Gerry Gannon is an Irish builder and property developer since the 1980s. Gannon played a significant role in the Irish construction industry in the lead up the bursting of the Irish property bubble. Gannon was one of the key figures involved in the Anglo Irish Bank hidden loans controversy, which was a contributing element in the development of the post-2008 Irish banking crisis.

Gannon is best known for large housing and apartment developments in North County Dublin particularly those around Malahide Marina in the early 1990s and later around Belcamp and Clongriffin in the early 2000s.

Gannon has sometimes been referred to in the Irish media as "the man in the hat".

==Early and personal life==
Gannon is a native of County Roscommon. Married to Margaret, the couple had one son and four daughters. Their daughter Emma died aged 6, whilst their adult son Peter died on 8 July 2013.

Gannon started his builder activities in the 1980s in London while working for his father's construction firm. Gannon and Michael Smurfit jointly owned the Kildare Hotel and Golf Club, known as the K Club, until Smurfit purchased Gannon's 49% stake for €40 million in 2012 via NAMA.

==Building activity==
In 1986, through the firm Structural Developments Ltd, Gannon built a development at Castle Village in Celbridge. In 1988, through another firm – Noteworthy Limited – with partner Michael Anglim, Gannon planned to build 710 houses at Brackenstown close to Swords. At the time, it was one of the largest schemes submitted to Dublin County Council. Permission was granted for the scheme in October 1988. The scheme at the time was said to be worth upwards of £40 million. The site on which the houses were built was bought by Noteworthy Ltd as a parcel of land in 1987. The land was zoned for residential purposes in 1983 against the recommendation of the council's planning officials. In April 1990, Gannon, now trading through Gannon Homes, sought permission for a £70m residential scheme and a shopping centre on a 110-acre site on the Malahide Road. The scheme involved 915 houses on a 95-acre site fronting the Malahide Road and the Hole in the Wall road at Ayrfield. They also lodged planning applications for a drive-in restaurant, a pub and a library. The firm bought the land from two sites. The 95 acres were bought from Abbey Group and the 15-acre site was the site of the former Clare Manor Hotel.

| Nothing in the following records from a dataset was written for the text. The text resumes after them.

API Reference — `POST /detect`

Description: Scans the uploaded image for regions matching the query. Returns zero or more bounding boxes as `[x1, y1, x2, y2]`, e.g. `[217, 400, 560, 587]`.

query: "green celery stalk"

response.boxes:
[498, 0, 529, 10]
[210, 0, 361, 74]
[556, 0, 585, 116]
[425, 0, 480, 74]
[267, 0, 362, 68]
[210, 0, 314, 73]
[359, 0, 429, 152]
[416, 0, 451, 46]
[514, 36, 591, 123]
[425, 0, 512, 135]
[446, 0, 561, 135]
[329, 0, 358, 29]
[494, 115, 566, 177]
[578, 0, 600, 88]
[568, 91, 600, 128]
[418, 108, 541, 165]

Gannon has owned the Ericsson R&D facility, in Athlone, County Westmeath, for several years. In 2017 it was reported that it would be offered for sale for more than €19m.

==Maple 10, Anglo 10 or the Golden Circle==
The 'Maple 10', also known as the 'Anglo 10' or the 'Golden Circle', was a group of Irish investors. The Maple 10, besides Gerry Gannon, included Jackson O'Sullivan, John McCabe, Paddy McKillen, Jerry Conlan, Joe O’Reilly, Patrick Kearney, Brian O’Farrell, Gerry Maguire and Sean Reilly. In 2010, the Irish Director of Public Prosecutions (DPP) examined a file on Anglo's "Maple 10" deals.

==Transfer of assets to wife Margaret==
As reported by the Irish Independent in February 2011, "a portfolio of properties worth about €12m was transferred into the name of developer Gerry Gannon's wife, Margaret, between 21 May and 10 December 2009".